Marianne Roujon meurt le 4 juillet 1774 à Montredon. Elle a cinquante-deux ans. On l'enterre le lendemain au cimetière de Laval-du-Tarn. Étienne lui survivra sept ans, jusqu'en 1781 — sept ans de veuvage dans ce Perrières qu'ils avaient habité ensemble depuis 1740. Il ne s’est pas remarié, les enfants étaient grands …

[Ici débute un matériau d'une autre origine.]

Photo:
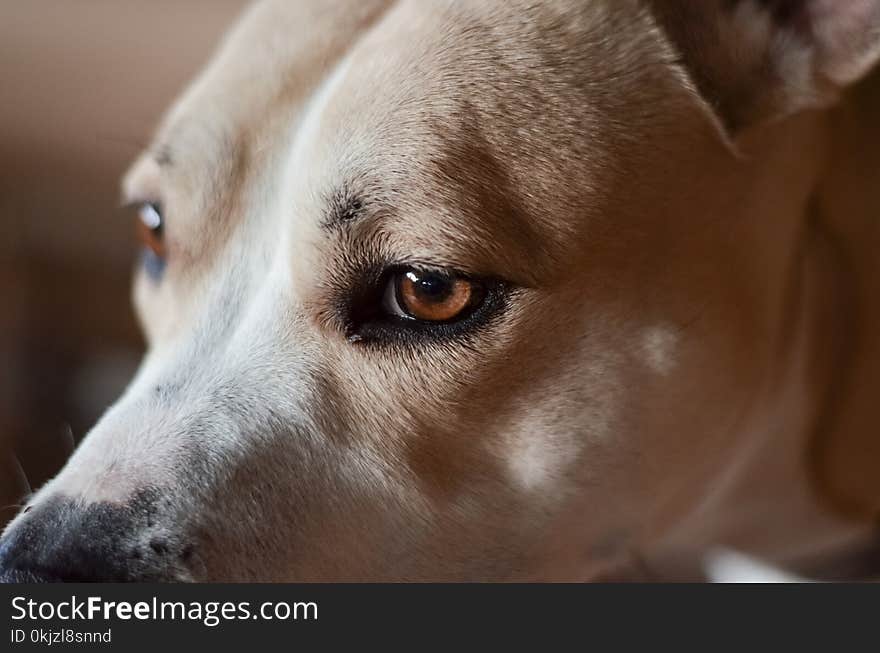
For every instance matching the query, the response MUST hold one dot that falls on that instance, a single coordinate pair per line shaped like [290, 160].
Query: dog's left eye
[150, 226]
[436, 297]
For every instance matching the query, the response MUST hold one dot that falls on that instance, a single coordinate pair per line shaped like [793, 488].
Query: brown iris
[149, 229]
[434, 297]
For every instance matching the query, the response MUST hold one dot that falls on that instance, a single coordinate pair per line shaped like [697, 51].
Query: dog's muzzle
[61, 540]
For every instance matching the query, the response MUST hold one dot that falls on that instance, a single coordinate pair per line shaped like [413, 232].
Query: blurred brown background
[83, 85]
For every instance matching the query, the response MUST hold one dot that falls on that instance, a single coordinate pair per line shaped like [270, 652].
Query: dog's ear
[757, 60]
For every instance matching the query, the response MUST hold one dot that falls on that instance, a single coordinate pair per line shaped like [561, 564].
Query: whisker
[68, 439]
[21, 477]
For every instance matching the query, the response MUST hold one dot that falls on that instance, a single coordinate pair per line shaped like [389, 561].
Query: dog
[489, 291]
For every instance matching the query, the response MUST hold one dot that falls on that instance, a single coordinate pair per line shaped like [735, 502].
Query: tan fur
[660, 364]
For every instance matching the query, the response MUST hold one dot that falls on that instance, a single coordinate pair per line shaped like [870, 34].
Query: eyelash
[367, 324]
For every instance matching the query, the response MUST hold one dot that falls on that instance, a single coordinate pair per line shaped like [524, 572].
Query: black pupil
[433, 287]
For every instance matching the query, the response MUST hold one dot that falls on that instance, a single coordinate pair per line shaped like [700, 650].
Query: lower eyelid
[154, 265]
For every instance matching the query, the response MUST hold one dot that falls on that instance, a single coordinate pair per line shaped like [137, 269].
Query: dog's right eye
[150, 229]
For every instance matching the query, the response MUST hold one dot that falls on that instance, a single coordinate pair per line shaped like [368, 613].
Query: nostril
[159, 547]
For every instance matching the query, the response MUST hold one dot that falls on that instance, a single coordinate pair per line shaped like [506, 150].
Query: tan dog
[483, 290]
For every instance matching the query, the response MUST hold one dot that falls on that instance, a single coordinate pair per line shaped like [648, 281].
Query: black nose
[65, 541]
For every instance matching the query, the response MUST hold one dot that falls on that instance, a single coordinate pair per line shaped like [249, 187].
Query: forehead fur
[494, 125]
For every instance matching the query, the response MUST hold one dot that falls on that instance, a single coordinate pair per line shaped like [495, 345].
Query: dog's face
[432, 291]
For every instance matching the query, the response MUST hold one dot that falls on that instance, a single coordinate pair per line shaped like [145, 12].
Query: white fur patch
[659, 344]
[732, 567]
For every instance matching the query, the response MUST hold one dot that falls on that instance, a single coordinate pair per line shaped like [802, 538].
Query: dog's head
[452, 290]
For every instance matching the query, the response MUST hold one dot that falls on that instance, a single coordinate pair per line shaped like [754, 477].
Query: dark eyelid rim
[374, 328]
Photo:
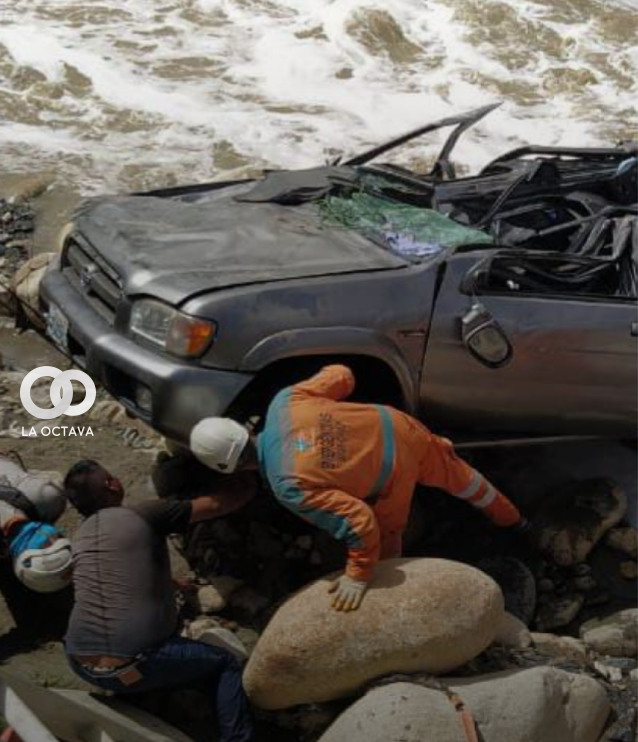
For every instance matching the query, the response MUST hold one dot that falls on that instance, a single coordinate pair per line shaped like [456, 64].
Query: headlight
[169, 329]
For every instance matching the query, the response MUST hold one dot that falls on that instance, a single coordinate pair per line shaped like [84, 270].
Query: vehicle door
[558, 362]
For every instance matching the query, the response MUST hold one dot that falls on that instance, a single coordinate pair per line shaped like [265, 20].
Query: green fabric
[379, 216]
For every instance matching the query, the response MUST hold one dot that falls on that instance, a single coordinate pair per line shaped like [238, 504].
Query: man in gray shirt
[122, 635]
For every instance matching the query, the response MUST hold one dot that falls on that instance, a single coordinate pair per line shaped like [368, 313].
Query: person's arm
[344, 517]
[444, 469]
[332, 382]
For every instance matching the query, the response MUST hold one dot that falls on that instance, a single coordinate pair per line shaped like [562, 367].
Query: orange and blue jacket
[351, 469]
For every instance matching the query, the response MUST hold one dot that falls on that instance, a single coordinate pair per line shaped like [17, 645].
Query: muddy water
[114, 96]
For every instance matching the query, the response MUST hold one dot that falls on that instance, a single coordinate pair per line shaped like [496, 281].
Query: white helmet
[45, 570]
[218, 442]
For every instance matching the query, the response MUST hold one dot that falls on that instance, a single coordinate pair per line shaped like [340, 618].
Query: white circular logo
[61, 392]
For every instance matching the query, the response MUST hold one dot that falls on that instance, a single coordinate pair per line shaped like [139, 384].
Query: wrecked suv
[499, 304]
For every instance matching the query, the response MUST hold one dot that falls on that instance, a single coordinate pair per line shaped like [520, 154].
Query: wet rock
[609, 672]
[419, 614]
[542, 704]
[573, 520]
[248, 637]
[214, 597]
[198, 627]
[598, 596]
[584, 584]
[615, 635]
[623, 539]
[249, 601]
[7, 301]
[560, 647]
[517, 583]
[512, 633]
[27, 286]
[545, 585]
[225, 639]
[26, 188]
[558, 611]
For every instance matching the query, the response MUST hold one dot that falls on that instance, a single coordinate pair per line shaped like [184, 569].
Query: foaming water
[117, 96]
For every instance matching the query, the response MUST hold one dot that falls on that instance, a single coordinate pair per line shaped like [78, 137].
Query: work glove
[348, 593]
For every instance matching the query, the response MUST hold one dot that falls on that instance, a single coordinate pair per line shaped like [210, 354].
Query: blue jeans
[181, 662]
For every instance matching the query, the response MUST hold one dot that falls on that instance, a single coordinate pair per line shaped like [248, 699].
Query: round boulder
[429, 615]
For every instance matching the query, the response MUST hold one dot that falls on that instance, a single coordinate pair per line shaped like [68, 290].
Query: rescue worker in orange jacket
[348, 468]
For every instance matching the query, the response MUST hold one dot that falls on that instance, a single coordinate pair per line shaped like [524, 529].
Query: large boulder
[573, 520]
[427, 615]
[543, 704]
[616, 635]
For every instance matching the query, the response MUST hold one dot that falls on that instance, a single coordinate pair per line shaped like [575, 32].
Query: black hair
[77, 489]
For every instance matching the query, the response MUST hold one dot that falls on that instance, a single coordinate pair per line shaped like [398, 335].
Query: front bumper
[175, 394]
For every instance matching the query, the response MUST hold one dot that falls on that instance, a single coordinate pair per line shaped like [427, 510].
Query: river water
[114, 96]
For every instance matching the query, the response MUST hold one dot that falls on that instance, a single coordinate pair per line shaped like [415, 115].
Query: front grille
[93, 278]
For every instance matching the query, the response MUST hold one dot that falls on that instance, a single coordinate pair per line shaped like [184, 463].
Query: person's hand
[348, 593]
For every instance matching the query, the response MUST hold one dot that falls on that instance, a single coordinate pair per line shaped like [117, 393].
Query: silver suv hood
[174, 248]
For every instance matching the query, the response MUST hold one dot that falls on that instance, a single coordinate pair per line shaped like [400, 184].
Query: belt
[102, 662]
[123, 669]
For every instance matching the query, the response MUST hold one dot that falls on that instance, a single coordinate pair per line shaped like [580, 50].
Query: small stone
[580, 570]
[512, 633]
[559, 611]
[248, 601]
[213, 598]
[583, 584]
[599, 596]
[545, 585]
[615, 635]
[613, 674]
[623, 539]
[560, 647]
[248, 637]
[224, 639]
[201, 625]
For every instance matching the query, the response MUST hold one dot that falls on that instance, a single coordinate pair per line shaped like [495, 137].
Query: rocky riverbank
[561, 623]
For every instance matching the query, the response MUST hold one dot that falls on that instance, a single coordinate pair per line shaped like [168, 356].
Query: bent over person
[122, 635]
[350, 469]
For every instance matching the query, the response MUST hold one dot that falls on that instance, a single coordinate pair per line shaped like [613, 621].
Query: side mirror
[485, 338]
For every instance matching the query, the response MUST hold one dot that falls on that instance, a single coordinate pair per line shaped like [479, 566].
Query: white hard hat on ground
[45, 570]
[218, 442]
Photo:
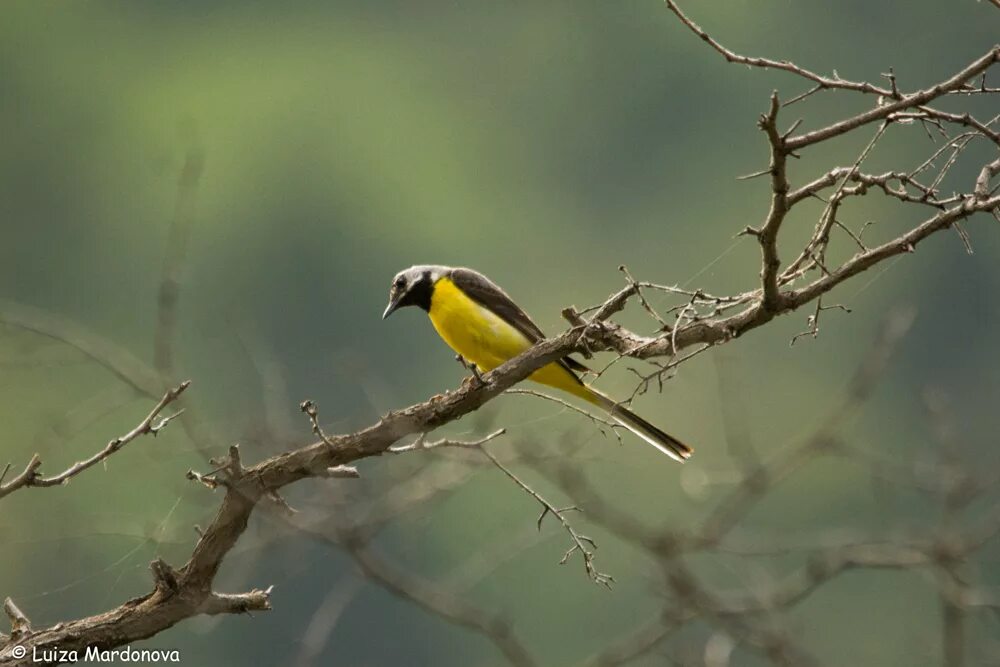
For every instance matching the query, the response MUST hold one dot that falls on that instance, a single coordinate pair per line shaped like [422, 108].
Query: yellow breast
[472, 330]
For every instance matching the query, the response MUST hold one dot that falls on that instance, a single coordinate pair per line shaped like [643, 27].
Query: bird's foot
[476, 379]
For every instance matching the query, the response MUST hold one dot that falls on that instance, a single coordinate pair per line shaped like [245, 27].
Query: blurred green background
[543, 144]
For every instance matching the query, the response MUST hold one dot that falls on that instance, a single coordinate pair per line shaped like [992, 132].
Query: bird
[486, 328]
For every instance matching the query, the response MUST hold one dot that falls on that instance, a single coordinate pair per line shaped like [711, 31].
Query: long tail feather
[665, 442]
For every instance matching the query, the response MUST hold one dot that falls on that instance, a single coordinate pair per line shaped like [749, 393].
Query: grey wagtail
[486, 328]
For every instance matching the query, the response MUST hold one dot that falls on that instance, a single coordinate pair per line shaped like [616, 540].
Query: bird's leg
[476, 378]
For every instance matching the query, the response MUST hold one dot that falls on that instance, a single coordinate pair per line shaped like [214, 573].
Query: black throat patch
[419, 293]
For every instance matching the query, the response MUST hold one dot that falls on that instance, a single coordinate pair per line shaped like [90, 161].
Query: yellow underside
[487, 340]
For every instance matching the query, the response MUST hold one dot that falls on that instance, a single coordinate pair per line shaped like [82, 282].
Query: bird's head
[413, 287]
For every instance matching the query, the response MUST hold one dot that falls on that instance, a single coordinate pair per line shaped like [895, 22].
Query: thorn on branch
[342, 472]
[309, 408]
[20, 626]
[421, 444]
[164, 576]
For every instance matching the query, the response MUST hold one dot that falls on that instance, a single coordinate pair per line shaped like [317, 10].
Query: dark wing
[488, 294]
[483, 291]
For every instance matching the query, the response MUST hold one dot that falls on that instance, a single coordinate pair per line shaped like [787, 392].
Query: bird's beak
[393, 305]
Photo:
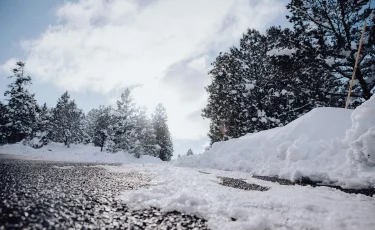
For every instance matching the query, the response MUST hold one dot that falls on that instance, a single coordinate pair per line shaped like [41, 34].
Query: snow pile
[76, 153]
[327, 144]
[281, 207]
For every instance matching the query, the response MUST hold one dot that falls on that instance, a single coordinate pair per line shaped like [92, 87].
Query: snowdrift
[76, 153]
[329, 145]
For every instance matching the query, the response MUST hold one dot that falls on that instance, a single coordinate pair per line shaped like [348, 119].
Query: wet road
[60, 195]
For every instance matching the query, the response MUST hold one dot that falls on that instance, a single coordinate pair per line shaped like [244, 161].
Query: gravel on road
[61, 195]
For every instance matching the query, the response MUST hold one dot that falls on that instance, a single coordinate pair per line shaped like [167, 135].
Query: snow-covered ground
[76, 153]
[281, 207]
[327, 144]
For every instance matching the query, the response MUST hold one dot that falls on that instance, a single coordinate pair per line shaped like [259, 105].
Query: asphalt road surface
[60, 195]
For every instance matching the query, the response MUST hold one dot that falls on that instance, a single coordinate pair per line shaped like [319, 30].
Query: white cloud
[164, 45]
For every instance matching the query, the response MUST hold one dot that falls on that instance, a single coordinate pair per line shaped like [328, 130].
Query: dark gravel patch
[58, 195]
[241, 184]
[306, 181]
[203, 172]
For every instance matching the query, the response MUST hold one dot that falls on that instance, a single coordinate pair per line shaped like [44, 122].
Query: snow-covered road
[198, 192]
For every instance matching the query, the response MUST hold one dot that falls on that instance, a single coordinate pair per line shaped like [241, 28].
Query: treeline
[123, 128]
[273, 78]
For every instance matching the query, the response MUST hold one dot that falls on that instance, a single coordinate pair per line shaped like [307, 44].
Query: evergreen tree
[22, 108]
[4, 129]
[102, 126]
[189, 153]
[332, 29]
[145, 134]
[124, 117]
[163, 137]
[44, 127]
[67, 121]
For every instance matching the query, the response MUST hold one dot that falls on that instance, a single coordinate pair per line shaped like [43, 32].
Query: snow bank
[76, 153]
[327, 144]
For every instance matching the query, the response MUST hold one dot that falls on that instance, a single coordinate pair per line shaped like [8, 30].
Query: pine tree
[102, 126]
[163, 137]
[4, 129]
[189, 153]
[332, 29]
[145, 134]
[124, 134]
[44, 127]
[22, 108]
[67, 121]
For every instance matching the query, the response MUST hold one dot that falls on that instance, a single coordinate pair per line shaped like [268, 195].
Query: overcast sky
[96, 48]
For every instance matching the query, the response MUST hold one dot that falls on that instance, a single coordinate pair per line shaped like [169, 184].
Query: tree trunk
[362, 82]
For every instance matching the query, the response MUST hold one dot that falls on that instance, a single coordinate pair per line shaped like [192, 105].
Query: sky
[161, 48]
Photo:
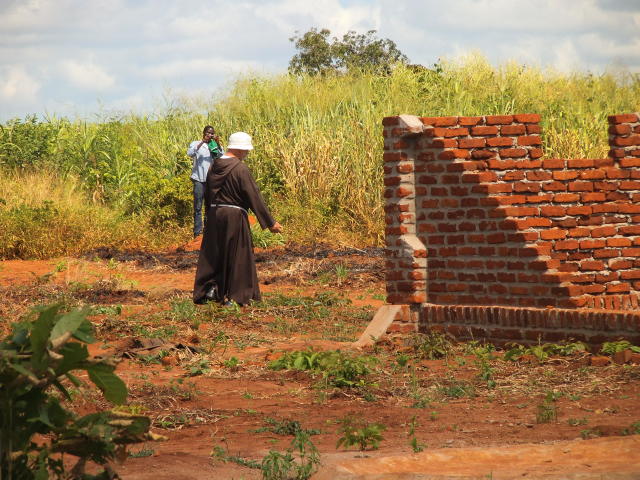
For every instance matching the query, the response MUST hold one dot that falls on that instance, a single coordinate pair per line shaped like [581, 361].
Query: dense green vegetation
[125, 180]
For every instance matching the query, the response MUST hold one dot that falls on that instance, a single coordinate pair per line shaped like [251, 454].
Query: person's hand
[276, 228]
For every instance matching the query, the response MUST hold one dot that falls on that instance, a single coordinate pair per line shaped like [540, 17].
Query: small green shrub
[364, 435]
[300, 461]
[337, 368]
[544, 351]
[609, 348]
[431, 346]
[547, 411]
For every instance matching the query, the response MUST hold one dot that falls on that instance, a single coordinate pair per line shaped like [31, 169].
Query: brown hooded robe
[226, 254]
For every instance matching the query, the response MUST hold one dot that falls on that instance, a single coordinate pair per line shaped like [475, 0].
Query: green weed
[364, 435]
[338, 369]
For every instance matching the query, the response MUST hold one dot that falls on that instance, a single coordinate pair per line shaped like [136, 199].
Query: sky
[81, 58]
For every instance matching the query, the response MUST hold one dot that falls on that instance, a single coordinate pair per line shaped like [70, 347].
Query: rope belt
[216, 205]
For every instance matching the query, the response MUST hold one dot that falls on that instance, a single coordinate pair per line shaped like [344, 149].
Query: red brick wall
[476, 216]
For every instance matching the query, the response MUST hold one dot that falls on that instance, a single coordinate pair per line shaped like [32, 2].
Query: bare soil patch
[220, 392]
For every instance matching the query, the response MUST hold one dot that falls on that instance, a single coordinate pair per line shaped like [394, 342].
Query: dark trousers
[198, 198]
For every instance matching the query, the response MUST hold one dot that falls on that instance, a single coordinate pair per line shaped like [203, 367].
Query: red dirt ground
[225, 406]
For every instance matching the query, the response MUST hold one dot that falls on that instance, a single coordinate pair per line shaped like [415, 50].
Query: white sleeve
[191, 151]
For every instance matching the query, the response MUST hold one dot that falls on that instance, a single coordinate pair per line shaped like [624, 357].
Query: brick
[527, 118]
[539, 175]
[392, 156]
[580, 163]
[391, 181]
[452, 154]
[529, 140]
[483, 130]
[513, 130]
[472, 142]
[535, 152]
[619, 288]
[499, 142]
[405, 168]
[620, 264]
[403, 191]
[513, 153]
[533, 222]
[603, 232]
[599, 361]
[450, 132]
[443, 121]
[483, 154]
[498, 119]
[510, 176]
[567, 245]
[592, 197]
[501, 164]
[443, 143]
[469, 121]
[532, 187]
[629, 185]
[565, 175]
[566, 197]
[553, 163]
[520, 211]
[589, 244]
[552, 211]
[629, 230]
[606, 253]
[580, 210]
[596, 174]
[592, 265]
[618, 242]
[553, 234]
[630, 275]
[629, 162]
[580, 186]
[629, 141]
[579, 232]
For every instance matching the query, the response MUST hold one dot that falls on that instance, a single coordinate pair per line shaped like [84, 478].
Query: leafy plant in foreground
[41, 354]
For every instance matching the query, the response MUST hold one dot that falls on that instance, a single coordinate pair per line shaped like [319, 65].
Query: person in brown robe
[226, 266]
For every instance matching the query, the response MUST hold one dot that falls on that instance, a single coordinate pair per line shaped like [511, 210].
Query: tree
[364, 51]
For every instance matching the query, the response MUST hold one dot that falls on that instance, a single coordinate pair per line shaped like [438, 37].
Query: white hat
[240, 141]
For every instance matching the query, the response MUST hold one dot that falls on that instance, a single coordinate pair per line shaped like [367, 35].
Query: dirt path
[224, 399]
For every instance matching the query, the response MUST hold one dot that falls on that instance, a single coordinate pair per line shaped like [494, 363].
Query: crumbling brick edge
[501, 325]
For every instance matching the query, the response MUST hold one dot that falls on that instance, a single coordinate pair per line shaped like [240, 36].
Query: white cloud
[87, 75]
[191, 46]
[17, 84]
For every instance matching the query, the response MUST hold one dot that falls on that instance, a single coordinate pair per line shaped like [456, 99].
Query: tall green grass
[318, 139]
[43, 215]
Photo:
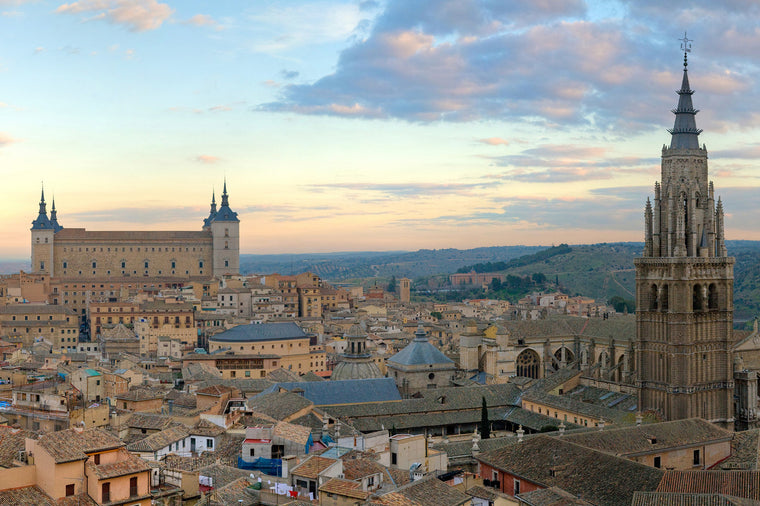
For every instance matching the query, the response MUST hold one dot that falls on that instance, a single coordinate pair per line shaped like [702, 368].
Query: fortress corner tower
[684, 285]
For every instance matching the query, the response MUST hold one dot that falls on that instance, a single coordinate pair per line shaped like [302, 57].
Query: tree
[485, 424]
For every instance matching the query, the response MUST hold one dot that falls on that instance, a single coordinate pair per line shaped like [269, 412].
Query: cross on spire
[685, 47]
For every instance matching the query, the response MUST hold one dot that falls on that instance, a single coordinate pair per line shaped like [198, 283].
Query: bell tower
[684, 284]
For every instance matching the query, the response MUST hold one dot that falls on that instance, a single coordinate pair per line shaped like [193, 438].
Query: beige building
[30, 323]
[80, 254]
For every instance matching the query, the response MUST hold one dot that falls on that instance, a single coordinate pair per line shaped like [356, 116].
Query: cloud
[135, 15]
[408, 189]
[6, 139]
[495, 141]
[543, 63]
[207, 159]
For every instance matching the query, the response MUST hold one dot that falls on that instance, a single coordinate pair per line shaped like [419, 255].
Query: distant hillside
[412, 264]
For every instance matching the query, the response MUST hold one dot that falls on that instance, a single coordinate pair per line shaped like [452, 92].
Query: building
[284, 340]
[76, 253]
[684, 286]
[356, 362]
[420, 366]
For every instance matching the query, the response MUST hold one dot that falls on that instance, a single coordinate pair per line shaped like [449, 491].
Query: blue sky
[368, 125]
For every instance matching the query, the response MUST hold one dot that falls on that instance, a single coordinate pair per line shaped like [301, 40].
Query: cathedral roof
[420, 352]
[685, 134]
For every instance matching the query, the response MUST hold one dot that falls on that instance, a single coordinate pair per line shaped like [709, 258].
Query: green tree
[485, 424]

De leurs seize enfants, trois nous sont connus dans leur vie d'adulte. Catherine, l'aînée (1741-1812), épouse Antoine Jaques vers 1768 et donne naissance à six enfants — c'est par elle que notre famille descend de Marianne. Pierre (1749-1826) reste sur la paroisse : cultivateur à Laval, il épouse Marguerite Mouret du hameau de Mijoule et mourra à 77 ans, père de plusieurs enfants. Et puis il y a Antoine (1742-1834) : resté célibataire toute sa vie, il s'éteint à 92 ans à Laval. Deux frères nés sous Louis XV, morts sous la Restauration et la Monarchie de Juillet, qui auront vu passer la Révolution, l'Empire et Napoléon — depuis leur causse, sans doute, comme on regarde l'orage au loin.
Les sept autres enfants survivants ? Le silence. Ni mariage, ni acte de décès. Une enquête minutieuse dans les registres de Laval-du-Tarn et auprès des associations généalogiques locales n'a rien révélé. Les registres paroissiaux de Laval-du-Tarn sont en très mauvais état pour la fin du 18e siècle — précisément la décennie où ces enfants auraient dû entrer dans la vie d'adulte. Des pages ont disparu, d'autres sont illisibles. Étienne, Madeleine, Geneviève, Marie-Rose, Marie, la quatrième Marianne, Jean-Antoine : sept prénoms que l'humidité et le temps ont avalés. Ils ont peut-être vécu, fondé des familles, eu des enfants à leur tour. On ne le saura pas.